"Seperti ibu juga!" balas saya. Ibu mengernyitkan dahi melihat saya pergi begitu saja tanpa memberi jawaban yang jelas kepadanya.
Jurus menangis ini adalah jurus saya yang paling pertama menghadapi perselisihan pada apa saja meskipun tak berlarut-larut namun saya berubah keras dan melawan segala sesuatu yang saya anggap salah  dengan gigih setelahnya. Bagi orang lain tetap saja saya dianggap sebagai anak lelaki yang cengeng.
Suatu pagi saya menemukan pintu kandang Meri terbuka lebar, biasanya ia akan keluar hanya jika saya membukakan pintu untuknya. Suara bebek  yang khas itu ketika pintu dibuka adalah suara gembira namun pagi itu saya tak mendapatkannya. Saya berteriak memanggil nama Meri berkali-kali
"Meri..Meri..Meri..ck..ck..ck..Meri..Meri..Meri!" biasanya Meri akan segera berada dibawah kaki saya tak lama setelah panggilan itu.
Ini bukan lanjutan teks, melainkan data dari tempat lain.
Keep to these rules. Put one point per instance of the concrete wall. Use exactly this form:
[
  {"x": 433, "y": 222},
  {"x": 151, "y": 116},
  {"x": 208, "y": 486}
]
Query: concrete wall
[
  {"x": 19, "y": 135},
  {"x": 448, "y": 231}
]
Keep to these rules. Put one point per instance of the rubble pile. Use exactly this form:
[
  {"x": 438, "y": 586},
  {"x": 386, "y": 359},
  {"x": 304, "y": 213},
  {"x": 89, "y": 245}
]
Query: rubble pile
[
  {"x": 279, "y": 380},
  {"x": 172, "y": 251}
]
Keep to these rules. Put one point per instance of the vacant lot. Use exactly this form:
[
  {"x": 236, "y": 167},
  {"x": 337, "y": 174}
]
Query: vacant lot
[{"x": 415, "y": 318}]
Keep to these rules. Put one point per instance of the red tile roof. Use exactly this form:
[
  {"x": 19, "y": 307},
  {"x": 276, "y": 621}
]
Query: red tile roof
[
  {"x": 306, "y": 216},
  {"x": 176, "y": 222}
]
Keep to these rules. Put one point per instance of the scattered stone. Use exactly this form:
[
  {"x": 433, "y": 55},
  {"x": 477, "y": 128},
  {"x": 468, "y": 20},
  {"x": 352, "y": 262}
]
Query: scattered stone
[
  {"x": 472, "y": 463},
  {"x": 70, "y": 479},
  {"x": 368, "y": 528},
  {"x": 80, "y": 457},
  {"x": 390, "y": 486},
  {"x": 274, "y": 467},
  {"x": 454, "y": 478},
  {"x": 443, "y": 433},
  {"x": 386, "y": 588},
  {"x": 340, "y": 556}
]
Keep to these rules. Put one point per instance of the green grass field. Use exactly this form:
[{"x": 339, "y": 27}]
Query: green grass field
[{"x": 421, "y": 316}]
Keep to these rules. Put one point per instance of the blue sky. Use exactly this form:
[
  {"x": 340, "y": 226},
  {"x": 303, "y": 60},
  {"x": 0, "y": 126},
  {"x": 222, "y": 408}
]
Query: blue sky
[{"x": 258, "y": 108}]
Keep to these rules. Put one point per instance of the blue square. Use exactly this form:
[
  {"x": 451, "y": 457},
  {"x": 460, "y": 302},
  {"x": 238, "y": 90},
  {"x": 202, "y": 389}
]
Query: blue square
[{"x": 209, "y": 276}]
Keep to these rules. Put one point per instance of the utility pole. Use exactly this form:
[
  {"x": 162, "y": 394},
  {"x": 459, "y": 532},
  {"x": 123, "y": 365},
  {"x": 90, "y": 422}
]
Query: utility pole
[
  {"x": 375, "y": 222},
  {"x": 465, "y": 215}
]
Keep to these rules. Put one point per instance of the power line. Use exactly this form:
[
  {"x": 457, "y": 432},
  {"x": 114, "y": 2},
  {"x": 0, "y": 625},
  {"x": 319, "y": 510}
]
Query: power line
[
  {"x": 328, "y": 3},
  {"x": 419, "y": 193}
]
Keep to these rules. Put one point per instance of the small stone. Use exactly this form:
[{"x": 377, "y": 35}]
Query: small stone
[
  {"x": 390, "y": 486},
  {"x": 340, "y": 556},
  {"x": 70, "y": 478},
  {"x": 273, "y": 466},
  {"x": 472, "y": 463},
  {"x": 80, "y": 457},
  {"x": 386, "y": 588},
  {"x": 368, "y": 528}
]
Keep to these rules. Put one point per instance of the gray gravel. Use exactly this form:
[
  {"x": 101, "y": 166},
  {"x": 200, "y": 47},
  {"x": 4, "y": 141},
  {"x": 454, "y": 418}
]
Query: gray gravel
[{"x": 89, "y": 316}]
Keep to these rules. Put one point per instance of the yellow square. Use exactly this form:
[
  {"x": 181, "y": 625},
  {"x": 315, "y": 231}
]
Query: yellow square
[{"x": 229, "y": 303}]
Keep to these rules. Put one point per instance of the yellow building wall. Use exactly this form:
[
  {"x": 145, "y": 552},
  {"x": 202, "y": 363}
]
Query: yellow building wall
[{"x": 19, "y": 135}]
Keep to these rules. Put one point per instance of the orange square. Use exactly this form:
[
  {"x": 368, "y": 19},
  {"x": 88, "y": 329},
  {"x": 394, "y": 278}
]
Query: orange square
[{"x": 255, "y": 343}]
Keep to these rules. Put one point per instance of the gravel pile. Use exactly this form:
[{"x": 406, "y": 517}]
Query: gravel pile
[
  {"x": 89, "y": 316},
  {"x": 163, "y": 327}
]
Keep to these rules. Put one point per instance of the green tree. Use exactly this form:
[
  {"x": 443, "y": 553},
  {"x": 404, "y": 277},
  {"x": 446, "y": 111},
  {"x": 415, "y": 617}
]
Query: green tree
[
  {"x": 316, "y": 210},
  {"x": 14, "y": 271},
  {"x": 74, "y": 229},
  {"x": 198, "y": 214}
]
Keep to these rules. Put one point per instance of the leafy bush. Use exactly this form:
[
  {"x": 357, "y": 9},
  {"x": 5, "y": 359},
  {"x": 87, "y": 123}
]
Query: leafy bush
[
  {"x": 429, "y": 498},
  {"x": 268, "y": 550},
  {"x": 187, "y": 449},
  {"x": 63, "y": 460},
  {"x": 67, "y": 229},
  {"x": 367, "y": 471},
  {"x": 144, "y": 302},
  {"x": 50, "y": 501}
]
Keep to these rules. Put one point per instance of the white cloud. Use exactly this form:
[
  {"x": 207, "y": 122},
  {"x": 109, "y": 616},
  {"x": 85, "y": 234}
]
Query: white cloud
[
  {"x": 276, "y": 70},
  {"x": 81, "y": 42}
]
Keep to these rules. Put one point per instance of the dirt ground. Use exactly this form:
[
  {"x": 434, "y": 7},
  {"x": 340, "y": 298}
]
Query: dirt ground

Saya berteriak memanggil ibu yang tergopoh mendekat ke halaman samping.
"Ada apa?" tanya ibu
"Meri hilang! ..Meri kemana?" suara saya tercekat menahan tangis. Ibu melongok kedalam kandang, ditariknya kain perca yang biasa menjadi tempat tidur bebek kesayangan kami. Ceceran darah dan beberapa lembar bulu nampak koyak diantaranya. Ibu memandang saya dengan cemas dan berbicara perlahan.
"Sepertinya, Meri bebekmu dimakan Musang!"
Saya melolong panjang, memanggil nama Meri, tangis pecah tak berkesudahan, mencoba membuka atap kandang Meri dan ceceraan darah makin jelas terlihat.
Pagi itu saya tak berangkat mengaji di Pesantren kecil al-Jannatin. Menghabiskan tangis  meratapi kepergian Meri. Ibu sibuk memeluk namun saya tak henti menangis. Ia membiarkan saya kelelahan menangis hingga diakhir kelelahan saya menggenggam batu mencoba bertanya pada ibu apa itu Musang dan dimana ia gerangan. Ibu hanya menggeleng tak tahu.
Tujuh malam saya duduk ditepi atap seng, tak menunggu purnama tetapi menunggu seekor Musang dengan genggaman batu ditangan. Saya ingin membunuhnya namun tak kunjung menemuinya. Hati saya hampa ditinggal Meri dengan isak tangis, Sementara itu ibu tetap terdengar menangis, tangis yang telah saya salah artikan sebagai kelemahan Ibu.
Kelak menjelang akhir sekolah dasar saya baru mengetahui bahwa ibu menangis mengadu pada Penciptanya ditengah malam sunyi, tak menangisi persoalan atau kehilangan seusatu tetapi menangisi betapa  lemah seorang mahluk dihadapan Tuhannya.